A secção política de Spira iria muito para além do que uma cooperação de má vontade exigia; estava pejada de homens venais, com complexos, cheios de um ressentimento já velho por causa das desconsiderações sociais e intelectuais que lhes haviam sido infligidas, noutros tempos, por membros respeitáveis da classe média judia.
(…) Iniciaram uma carreira de extorsões e de elaboração de listas, para as SS, onde constavam o nomo dos residentes do guetto que consideravam insatisfatórios ou sediciosos.

O vermelho da solidariedade: o grito de guerra contra a indiferença

A cor vermelha é por si só, reaccionária, incitando ela própria à acção. E, no livro de Keneally e, também, no filme de Spielberg, a criança de vermelho desempenha um papel que se reveste de uma carga simbólica muito forte – o vermelho é a cor da solidariedade, da fraternidade. A cor vermelha é um elemento chave do romance por estar directamente ligada à faceta da personalidade de Schindler, a compaixão e generosidade, que explica o seu comportamento nos capítulos que se seguem ao seu aparecimento, durante uma rusga na Rua Lipowa, que termina com um massacre. Genia, a criança de vermelho que chama a atenção, primeiro pela cor com que se veste e, depois, pelo seu ar inofensivo e desprotegido, consegue despertar a tomada de consciência relativamente às proporções que está prestes a atingir aquilo que Oskar encarava até ali como uma “loucura colectiva temporária”.
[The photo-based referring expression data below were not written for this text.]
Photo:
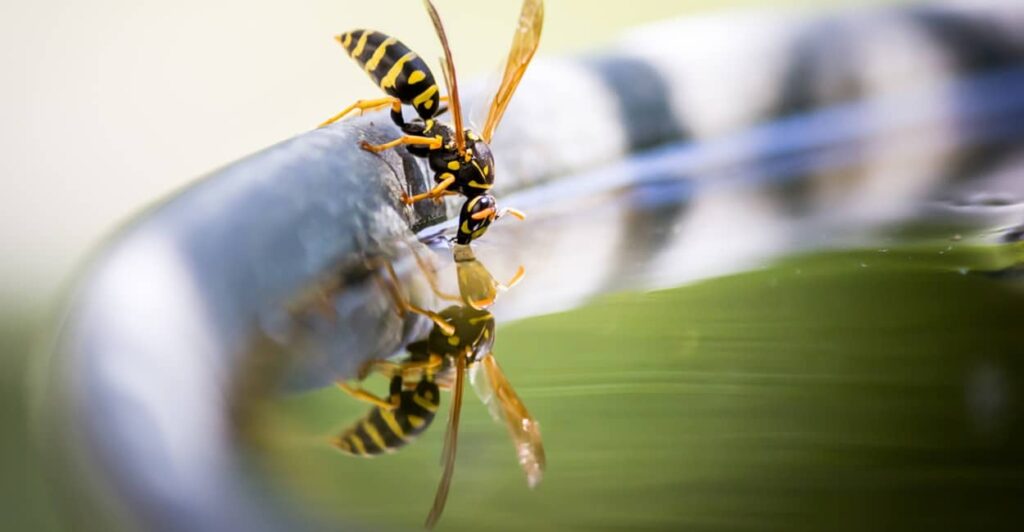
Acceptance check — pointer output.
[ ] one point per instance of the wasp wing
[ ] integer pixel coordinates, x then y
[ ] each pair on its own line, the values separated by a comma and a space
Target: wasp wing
448, 68
524, 43
496, 392
451, 443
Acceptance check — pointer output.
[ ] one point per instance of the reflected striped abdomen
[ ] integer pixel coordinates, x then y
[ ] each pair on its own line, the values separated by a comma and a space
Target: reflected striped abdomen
394, 68
386, 431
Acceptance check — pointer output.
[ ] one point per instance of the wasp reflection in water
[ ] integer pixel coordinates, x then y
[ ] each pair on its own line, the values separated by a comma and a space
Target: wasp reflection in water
461, 342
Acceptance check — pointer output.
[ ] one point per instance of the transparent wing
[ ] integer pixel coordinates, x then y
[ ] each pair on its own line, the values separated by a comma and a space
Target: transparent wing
451, 444
448, 68
496, 392
524, 43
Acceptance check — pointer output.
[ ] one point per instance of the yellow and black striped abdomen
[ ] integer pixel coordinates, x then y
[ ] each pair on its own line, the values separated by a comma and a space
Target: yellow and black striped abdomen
387, 431
395, 69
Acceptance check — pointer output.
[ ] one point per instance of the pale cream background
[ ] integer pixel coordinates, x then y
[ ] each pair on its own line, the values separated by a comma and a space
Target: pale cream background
108, 105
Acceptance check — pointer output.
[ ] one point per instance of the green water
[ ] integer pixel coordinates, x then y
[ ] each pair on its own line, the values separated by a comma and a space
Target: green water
862, 390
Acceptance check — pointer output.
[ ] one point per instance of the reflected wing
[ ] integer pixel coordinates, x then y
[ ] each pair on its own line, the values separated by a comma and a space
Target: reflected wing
505, 405
451, 443
527, 37
448, 67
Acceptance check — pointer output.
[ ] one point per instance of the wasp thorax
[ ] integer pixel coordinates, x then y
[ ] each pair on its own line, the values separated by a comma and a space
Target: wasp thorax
474, 218
480, 163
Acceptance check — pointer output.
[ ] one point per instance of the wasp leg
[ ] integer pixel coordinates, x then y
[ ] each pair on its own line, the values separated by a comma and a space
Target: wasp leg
430, 142
430, 274
406, 306
438, 320
365, 105
436, 191
360, 394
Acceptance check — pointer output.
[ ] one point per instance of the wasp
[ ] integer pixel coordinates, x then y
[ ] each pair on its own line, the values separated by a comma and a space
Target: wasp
460, 343
461, 160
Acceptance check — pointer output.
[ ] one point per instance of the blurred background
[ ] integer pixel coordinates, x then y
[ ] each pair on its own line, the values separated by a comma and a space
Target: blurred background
111, 105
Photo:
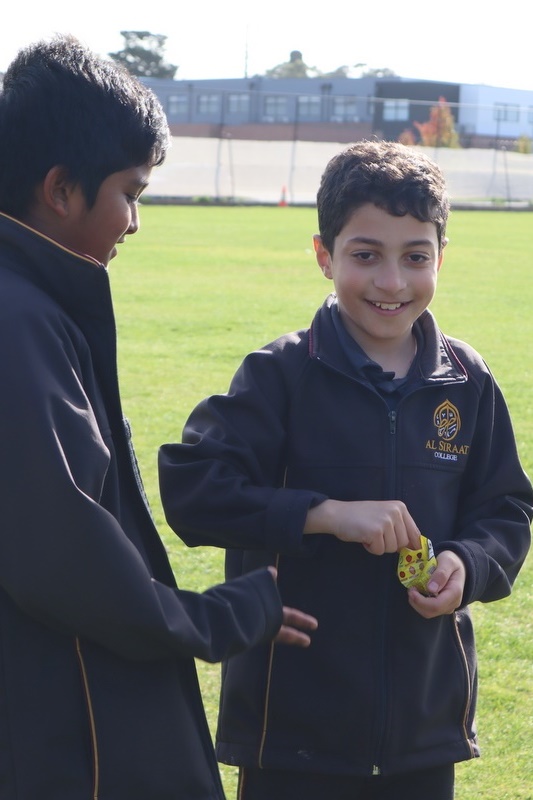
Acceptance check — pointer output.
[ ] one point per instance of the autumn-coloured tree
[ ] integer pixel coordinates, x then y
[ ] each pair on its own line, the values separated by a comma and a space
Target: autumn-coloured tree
439, 130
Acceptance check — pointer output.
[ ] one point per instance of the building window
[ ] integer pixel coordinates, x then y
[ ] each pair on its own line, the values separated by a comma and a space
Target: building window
276, 109
309, 106
207, 103
395, 110
506, 112
344, 109
238, 103
177, 105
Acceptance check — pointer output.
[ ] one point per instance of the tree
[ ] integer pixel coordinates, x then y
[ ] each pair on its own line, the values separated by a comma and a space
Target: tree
439, 130
143, 56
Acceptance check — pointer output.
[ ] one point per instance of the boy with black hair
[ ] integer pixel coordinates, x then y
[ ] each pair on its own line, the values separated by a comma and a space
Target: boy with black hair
98, 690
336, 447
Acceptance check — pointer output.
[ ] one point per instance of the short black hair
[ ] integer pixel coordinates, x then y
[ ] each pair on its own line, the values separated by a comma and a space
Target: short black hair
61, 104
397, 178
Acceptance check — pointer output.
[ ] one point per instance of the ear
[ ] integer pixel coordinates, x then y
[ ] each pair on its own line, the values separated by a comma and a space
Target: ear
444, 243
322, 256
57, 190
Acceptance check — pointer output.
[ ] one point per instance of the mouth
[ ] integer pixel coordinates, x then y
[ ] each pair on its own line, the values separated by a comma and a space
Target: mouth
386, 306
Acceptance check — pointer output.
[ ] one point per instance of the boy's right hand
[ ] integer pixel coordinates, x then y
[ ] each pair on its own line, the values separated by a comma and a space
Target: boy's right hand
381, 526
296, 624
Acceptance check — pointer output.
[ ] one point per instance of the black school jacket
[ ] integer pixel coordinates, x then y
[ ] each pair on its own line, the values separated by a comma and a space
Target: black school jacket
98, 691
380, 690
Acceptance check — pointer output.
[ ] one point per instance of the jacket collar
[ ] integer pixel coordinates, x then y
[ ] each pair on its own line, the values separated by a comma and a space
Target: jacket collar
78, 283
438, 362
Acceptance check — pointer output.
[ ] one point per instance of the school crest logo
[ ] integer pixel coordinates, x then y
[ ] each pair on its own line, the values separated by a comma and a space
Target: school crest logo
447, 421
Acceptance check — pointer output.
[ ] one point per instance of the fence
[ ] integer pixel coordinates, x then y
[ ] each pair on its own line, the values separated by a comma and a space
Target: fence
236, 170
A criança chegara a casa dos Dresdner, no lado oriental do guetto, ao final da tarde. Fora trazida de volta para Cracóvia pelo casal polaco que estivera a tomar conta dela, no campo. Tinham conseguido convencer a Policia Azul polaca, junto do portão do Guetto, a deixarem-nos entrar para negócios, e a criança entrou como sendo deles.
Eram pessoas honestas e sentiam-se envergonhados por a terem trazido do campo, para Cracóvia e para o guetto. Era uma rapariguinha encantadora; estavam ligados a ela. Mas já não se podia ter uma criança judia na província.
(…) A criança não parecia sofrer grandemente com as imundícies que o guetto agora lhe impunha.
(…) A senhora Dresdner reparou quão estranhamente contida a criança era nas suas respostas. No entanto, tinha as suas vaidades e, como a maioria das crianças de três anos, uma cor que preferia com paixão. Vermelho. Ficava ali sentada, com um boné vermelho um casaco vermelho, pequenas botas vermelhas. Os camponeses tinham-lhe satisfeito a paixão
.

A criança de vermelho ilumina o romance como a chama de uma vela, brilhando no meio do cinzentismo e da escuridão de uma população conivente, colaboracionista, passiva. Ao vermelho ninguém consegue ficar indiferente. O vermelho é o elemento que sinaliza a extensão do grotesco que é a desumanidade que por vezes se manifesta nas formas mais impiedosas de canibalismo, mostrando o Homem como o mais terrível dos predadores em relação a si mesmo. Genia, com a sua indumentária e o seu ar perfeitamente inofensivo é o cordeiro sacrificial que ilumina, aos olhos de Oskar enquanto passeia a cavalo com Ingrid, no alto da colina por sobre a Rua Lipowa, o eficiente massacre orquestrado pelos SS (capítulo XV).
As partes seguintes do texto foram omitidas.